第67回国際数学オリンピック(IMO2026)の結果が近日発表され、小紅書の大規模モデル「dots-note-3.0」はすべての問題を正解し、満点で金メダルを獲得しました。これは中国の大規模モデルがIMO公式の金メダルレベルの認証を初めて得たものであり、グーグルのGeminiに次いで世界で2つ目の満点を達成したモデルです。一方、グーグルは前回5問中4問しか正解できていません。
IMOは国際数学オリンピックの略称で、毎年世界中の優秀な高校生が集まり、テオ・ツァオ氏など半数の現代フィールズ賞受賞者がこの大会出身です。試験は2日間で行われ、1日4.5時間かけて3問ずつ解き、代数、組み合わせ、幾何学、数論の4分野をカバーします。各問題は7点満点で、満点は42点です。参加者は論理的に完結し、段階的に審査可能な証明過程を記述しなければなりません。これは大規模モデルにとって非常に高い難易度です。

グーグルのGeminiがIMOに挑戦した経路を参考にしてみましょう。2024年に初挑戦したときは28点で銀メダルとなり、問題文をLeanなどの形式化言語に翻訳する必要があり、一部の問題では数日かかったことがあります。2025年のGemini Deep Thinkは自然言語でエンドツーエンドの証明を行って4.5時間で5問を解き、金メダルを獲得しました。数学コンテストは大規模モデルの知能と推論能力の試金石とされていますが、IMOは通常のベンチマークと比べて一つの特徴があります。つまり「未知性」です。毎年専門家が作成する問題は厳しく秘匿されており、モデルは事前に特定的な訓練を行うことができず、リアルタイムでの理解や探索、严密な推論に頼らなければなりません。

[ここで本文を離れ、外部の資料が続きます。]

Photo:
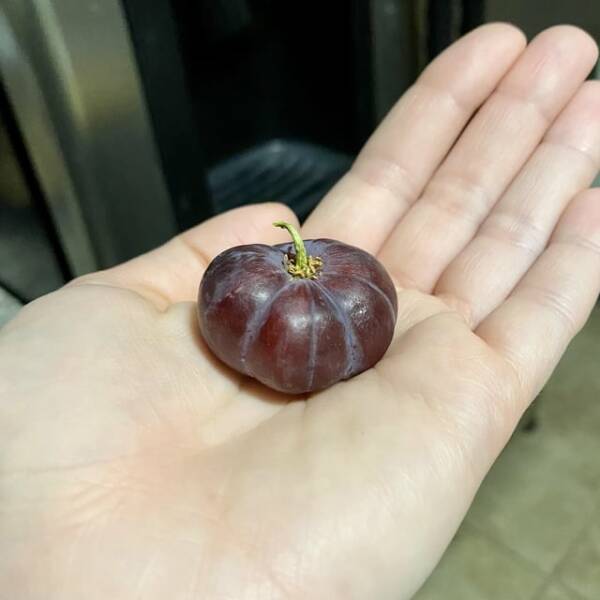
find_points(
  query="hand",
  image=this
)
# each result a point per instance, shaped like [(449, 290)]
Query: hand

今回のIMOの金メダルラインは29点で、昨年より6点下がりました。全体的な問題の難易度は昨年よりも明らかに高くなりました。29点とは、4問を完全に解いて残りの2問から1点を獲得すれば金メダルの範囲に入りますが、小紅書のモデル「dots-note-3.0」はすべての問題を正解しており、金メダルラインと13点の差がありました。
満点という成績はまず、Agentic推論システムの安定性を証明しています。モデルは自然言語の条件を読み取り、重要な情報を判断し、中間的な結論を導き出し、それらを完全な証明として整理しなければなりません。どの条件でも誤読や推論の飛躍があると、審査員に直接指摘されます。「dots-note-3.0」は6つの異なる問題で連続して満点を取ったことで、ある特定の問題における偶然のヒラメキによる結果ではないことが示されています。さらに、モデルは自然言語でエンドツーエンドの処理を行い、問題の理解から答えの表現までを含む完全なサイクルを持っています。これは、移行可能な汎用的推論能力を持っていることを意味します。

具体的な問題解答において、「dots-note-3.0」はエージェント方式を採用し、自然言語とPythonコードの実行を組み合わせて推論と問題解決を行います。また、自己批判の再帰的機能を利用して自身の論理を検討します。特に驚くべきのは、第3問である組み合わせゲームに関する問題でした。一般的な解法は元の問題をグラフ理論の連結性問題に変換して証明を構築するものですが、「dots-note-3.0」は帰納法を使い、問題の最も本質的な構造に注目し、適切な帰納対象と命題を設計しました。
二度のCMO金メダリストである劉涵祚は「正しいだけでなく美しい解法で、構造が緊密で論理が自然です。IMOの解答の中でも比較的簡潔で洗練されたものです」と評価しました。CMO金メダリストの汪千桐は「簡潔で本質的な解法で、一歩ごとに論理が通じますが、人間の選手がこの角度からアプローチすることを考えるのは難しいです」と述べました。